Eu mantenho a afirmação e agudizo: todos esses/as trabalhadores/as são prisioneiros de uma máquina algorítmica, que eles não têm ideia como funciona, assim como nós também não temos. Alguém aqui já viu um algoritmo? Ele é como um relógio que pode alterar as horas? Não. O algoritmo é um inferno na mão dos CEOs, que são os predadores.
Evidentemente que os CEOs são uma parte das classes dominantes. Não são os proprietários, mas os agentes fundamentais que mantêm a hierarquia de controle do trabalho sob o capital. Ou seja, é o capital sobrepondo-se ao trabalho.
A escravidão digital é um traço dos nossos tempos. Nenhum desses motoristas consegue trabalhar sem ter uma meta, visando receber um valor X no fim do dia. Mas, para atingir a meta, ele não sabe quanto vai receber. Quanto as empresas descontam? O mundo algorítmico e digital sequer mostra o que os motoristas ganharam e quanto lhes foi descontado.
O nosso livro Icebergs à deriva: o trabalho nas plataformas digitais (Boitempo, 2023) com pesquisas densas e pesquisadores nacionais e internacionais, bem como nosso trabalho anterior, coletivo, que originou o livro Uberização, trabalho digital e indústria 4.0 (Boitempo, 2020), ambos feitos em um Projeto com o Ministério Público de Campinas e região (MPT-15) mostram que este comando maquínico, digital, informacional e algorítmico faz com que o trabalhador não saiba nem o quanto vai receber. Ele vai saber o valor recebido quando vem o pagamento final e ele não pode perguntar por que é x e não y. Isso porque o comando mais global da sociedade é do capital financeiro, o mais destrutivo de todos. E os artefatos digitais e informacionais são projetados, programados e utilizados para impor a exploração, a expropriação e a espoliação do trabalho estão dados.

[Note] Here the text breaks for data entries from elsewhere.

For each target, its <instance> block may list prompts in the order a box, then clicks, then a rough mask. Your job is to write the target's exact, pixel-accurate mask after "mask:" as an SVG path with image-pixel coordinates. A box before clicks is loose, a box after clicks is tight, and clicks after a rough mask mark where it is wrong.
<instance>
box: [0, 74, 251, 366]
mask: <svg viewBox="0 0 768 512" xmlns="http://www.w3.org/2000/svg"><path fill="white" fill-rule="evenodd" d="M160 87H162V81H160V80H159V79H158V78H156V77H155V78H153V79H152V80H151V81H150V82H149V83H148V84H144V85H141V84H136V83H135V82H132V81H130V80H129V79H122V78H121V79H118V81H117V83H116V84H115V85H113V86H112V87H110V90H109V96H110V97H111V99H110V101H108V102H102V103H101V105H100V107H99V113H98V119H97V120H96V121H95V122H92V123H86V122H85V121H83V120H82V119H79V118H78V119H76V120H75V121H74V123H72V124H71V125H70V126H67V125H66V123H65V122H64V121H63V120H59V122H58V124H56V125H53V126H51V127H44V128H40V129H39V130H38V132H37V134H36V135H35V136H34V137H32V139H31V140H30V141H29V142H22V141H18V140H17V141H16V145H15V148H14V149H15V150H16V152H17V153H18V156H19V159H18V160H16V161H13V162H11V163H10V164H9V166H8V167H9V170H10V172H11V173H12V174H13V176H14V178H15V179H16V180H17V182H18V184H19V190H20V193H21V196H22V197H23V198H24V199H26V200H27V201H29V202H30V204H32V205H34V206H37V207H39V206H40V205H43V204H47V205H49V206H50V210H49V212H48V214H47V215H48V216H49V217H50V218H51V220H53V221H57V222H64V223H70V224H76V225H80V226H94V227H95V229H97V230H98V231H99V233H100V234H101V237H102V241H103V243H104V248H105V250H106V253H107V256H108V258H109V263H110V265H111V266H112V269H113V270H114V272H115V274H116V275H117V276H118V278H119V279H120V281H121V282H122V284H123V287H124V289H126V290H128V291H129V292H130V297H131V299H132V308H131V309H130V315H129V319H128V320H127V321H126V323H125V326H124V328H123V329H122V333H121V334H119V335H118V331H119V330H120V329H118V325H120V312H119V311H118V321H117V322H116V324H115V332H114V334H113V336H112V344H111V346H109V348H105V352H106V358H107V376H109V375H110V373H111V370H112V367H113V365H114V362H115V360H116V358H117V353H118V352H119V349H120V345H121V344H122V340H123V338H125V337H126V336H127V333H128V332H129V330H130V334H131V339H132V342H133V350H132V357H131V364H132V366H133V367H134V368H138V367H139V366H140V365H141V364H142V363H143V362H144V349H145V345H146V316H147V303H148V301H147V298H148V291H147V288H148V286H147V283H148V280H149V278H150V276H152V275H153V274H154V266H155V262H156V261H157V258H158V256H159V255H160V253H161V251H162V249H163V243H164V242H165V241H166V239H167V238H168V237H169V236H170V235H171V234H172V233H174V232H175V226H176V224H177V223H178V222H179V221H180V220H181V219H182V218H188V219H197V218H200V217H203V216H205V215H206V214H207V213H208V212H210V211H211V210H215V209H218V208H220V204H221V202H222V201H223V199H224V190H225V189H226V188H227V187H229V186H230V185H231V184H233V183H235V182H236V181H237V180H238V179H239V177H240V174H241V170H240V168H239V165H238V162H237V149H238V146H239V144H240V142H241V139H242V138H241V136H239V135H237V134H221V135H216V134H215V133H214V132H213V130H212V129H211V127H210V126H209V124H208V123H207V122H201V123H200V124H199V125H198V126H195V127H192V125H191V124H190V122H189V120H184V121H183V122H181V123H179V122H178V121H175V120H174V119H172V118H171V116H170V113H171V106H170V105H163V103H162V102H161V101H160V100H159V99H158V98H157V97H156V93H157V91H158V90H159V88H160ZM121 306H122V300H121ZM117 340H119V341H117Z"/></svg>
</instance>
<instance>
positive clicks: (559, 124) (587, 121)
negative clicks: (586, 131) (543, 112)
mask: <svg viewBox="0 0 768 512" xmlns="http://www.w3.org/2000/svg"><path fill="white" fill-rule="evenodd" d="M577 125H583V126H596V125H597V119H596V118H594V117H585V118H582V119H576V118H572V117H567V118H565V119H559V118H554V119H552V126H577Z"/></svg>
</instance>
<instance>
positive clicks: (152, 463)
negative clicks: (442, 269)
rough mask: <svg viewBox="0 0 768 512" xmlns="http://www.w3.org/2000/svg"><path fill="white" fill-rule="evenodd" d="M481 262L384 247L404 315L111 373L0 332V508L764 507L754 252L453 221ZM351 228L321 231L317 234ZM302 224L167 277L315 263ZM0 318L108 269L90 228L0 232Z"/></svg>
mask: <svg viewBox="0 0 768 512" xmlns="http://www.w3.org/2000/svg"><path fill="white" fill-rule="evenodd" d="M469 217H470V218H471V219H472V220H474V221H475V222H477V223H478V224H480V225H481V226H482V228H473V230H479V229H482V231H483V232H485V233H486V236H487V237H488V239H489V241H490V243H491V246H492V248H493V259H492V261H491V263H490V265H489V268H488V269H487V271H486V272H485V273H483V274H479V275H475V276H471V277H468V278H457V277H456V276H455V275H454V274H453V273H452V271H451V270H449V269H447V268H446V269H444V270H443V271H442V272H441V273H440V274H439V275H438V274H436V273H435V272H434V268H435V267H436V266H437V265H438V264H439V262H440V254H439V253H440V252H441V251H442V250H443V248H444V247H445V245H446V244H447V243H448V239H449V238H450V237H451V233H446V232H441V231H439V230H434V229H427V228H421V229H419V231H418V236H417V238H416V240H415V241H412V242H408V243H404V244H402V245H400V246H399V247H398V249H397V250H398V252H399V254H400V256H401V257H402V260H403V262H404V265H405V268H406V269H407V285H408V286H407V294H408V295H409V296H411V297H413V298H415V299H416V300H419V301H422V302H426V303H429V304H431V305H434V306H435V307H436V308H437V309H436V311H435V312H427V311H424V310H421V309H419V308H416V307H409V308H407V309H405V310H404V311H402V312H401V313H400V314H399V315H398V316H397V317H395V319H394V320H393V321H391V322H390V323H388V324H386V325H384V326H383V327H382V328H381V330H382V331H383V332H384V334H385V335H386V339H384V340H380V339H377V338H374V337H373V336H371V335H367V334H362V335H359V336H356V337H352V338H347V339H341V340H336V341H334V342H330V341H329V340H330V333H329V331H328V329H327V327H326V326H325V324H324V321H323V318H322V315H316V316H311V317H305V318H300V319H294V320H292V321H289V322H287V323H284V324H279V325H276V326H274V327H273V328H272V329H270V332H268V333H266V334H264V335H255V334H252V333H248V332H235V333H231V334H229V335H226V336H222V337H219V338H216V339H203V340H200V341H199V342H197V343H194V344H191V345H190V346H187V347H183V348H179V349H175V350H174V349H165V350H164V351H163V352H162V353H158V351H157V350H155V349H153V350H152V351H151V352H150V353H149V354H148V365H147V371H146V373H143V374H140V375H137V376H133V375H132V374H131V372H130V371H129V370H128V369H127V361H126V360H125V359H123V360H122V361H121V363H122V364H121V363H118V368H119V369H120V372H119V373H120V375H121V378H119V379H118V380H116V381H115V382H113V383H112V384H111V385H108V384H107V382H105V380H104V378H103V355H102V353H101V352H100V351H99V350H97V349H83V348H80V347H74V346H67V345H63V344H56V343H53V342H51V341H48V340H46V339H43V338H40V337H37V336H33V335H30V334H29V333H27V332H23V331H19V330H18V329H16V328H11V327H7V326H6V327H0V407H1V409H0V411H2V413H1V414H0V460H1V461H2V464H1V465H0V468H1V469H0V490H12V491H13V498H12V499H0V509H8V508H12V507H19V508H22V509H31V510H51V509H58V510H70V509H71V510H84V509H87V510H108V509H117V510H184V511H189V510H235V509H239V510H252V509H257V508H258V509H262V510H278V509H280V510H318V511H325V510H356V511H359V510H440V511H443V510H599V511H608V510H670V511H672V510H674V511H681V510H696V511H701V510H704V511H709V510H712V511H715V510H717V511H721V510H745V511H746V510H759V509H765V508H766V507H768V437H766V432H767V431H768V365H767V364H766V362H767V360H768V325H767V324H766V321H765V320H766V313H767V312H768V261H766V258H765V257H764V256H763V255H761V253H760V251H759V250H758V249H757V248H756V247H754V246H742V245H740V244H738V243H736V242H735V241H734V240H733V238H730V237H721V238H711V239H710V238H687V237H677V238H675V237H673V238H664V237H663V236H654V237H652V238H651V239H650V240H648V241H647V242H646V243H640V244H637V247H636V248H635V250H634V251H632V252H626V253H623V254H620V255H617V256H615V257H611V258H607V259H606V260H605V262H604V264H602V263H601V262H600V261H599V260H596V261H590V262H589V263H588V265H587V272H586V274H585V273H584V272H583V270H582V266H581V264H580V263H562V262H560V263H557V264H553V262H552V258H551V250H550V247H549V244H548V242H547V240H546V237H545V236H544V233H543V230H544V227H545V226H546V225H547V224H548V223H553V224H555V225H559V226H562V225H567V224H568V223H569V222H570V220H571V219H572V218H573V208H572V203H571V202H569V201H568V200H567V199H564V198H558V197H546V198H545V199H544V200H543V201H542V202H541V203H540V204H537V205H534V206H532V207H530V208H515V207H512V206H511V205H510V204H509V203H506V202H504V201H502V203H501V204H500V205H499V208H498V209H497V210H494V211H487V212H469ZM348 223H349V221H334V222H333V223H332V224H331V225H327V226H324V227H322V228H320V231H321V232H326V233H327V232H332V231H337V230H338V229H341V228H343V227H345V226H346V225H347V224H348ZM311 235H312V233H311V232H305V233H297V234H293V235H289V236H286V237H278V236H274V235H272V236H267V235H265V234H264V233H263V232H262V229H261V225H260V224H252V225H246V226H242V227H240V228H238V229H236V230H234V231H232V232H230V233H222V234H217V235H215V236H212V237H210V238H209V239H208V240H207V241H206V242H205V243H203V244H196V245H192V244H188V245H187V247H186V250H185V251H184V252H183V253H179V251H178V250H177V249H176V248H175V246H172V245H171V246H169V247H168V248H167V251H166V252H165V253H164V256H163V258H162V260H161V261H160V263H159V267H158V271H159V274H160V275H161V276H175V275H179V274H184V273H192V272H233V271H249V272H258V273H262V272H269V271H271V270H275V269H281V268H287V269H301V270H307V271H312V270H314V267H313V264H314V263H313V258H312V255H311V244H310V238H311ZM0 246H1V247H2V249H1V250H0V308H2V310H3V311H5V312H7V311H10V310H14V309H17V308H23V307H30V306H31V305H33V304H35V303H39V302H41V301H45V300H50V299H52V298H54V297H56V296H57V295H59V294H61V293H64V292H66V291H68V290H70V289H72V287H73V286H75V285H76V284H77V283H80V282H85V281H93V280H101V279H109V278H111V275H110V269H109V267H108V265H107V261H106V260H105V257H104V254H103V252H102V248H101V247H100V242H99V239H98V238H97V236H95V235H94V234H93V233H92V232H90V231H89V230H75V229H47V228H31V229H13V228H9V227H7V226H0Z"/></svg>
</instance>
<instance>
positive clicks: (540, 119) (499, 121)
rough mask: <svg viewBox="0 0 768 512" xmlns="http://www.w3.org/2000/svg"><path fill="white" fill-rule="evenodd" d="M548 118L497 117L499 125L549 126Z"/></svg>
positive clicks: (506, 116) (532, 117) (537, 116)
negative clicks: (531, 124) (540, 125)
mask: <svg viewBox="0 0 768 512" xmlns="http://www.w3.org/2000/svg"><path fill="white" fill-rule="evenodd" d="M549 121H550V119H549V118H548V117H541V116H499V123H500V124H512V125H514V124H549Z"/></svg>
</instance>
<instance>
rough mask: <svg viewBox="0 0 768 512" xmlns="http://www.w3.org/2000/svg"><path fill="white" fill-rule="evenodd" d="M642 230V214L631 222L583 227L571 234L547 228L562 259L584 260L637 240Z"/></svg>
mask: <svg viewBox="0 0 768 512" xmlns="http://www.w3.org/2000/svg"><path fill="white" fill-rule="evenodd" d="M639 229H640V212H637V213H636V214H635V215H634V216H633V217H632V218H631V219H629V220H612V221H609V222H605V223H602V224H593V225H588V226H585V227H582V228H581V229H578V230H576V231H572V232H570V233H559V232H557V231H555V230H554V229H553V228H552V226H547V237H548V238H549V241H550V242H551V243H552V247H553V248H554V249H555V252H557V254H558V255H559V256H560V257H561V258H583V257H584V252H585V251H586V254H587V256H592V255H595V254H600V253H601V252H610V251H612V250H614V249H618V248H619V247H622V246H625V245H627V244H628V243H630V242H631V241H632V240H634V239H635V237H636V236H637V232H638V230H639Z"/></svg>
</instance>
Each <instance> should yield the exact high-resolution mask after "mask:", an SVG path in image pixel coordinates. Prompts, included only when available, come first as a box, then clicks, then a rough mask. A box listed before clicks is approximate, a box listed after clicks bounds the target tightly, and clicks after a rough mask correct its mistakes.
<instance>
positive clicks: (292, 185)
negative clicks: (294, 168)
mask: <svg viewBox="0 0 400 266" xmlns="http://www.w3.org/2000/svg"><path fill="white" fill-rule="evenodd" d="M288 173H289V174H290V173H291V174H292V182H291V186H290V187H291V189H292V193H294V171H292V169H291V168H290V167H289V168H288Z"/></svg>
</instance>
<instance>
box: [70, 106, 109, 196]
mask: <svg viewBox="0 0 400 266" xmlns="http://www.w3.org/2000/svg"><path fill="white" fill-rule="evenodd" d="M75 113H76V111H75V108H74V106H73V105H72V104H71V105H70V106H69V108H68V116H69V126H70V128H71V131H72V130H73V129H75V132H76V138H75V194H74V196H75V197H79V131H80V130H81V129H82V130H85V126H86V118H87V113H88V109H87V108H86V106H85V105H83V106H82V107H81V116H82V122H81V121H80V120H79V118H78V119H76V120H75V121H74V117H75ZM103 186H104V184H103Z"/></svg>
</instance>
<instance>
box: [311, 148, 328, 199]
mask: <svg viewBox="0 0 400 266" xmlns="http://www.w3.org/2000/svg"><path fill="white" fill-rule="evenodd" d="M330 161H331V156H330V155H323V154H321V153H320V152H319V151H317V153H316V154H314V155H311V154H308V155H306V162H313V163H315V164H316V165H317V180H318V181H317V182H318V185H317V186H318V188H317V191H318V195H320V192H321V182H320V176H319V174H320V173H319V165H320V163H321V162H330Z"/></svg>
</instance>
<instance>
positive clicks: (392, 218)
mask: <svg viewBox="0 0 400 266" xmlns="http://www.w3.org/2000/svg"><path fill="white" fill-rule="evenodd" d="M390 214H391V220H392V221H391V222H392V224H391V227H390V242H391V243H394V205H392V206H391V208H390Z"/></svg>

A exploração é evidente: trabalho de 12, 13 horas por dia, quando não mais. A expropriação é a retirada de todos os direitos. E a espoliação é que, para entrar nessas empresas, endividam-se com o capital financeiro, para pagar a prestação da moto, carro ou bicicleta, etc.
E os/as trabalhadores/as, endividados, não vão discutir se as empresas dão direitos ou não; querem começar a trabalhar e se envolvem na lógica da gamificação. É possível começar a trabalhar às 6h, às 8h ou às 10h da manhã, mas essa é a única “autonomia” que tem, mas vão trabalhar as horas necessárias para cumprir a meta. Foi isso que denominei como “escravidão digital”.
Em 2018, no livro O Privilégio da Servidão, quando cunhei a expressão, tínhamos um número menor de trabalhadores em plataformas, entregadores, trabalhadoras domésticas, professores, médicos, jornalistas, advogados, trabalhadores do cuidado, eletricista etc. Hoje nós temos uma massa de trabalhadores que trabalham por aplicativo e que é prisioneira dessa escravidão digital.
IHU – Deseja acrescentar algo?
Ricardo Antunes – Agradeço a entrevista, o cuidado na elaboração das questões e desejo vida longa para essa publicação do IHU que honra o debate sério e qualificado da humanidade, em especial da classe trabalhadora.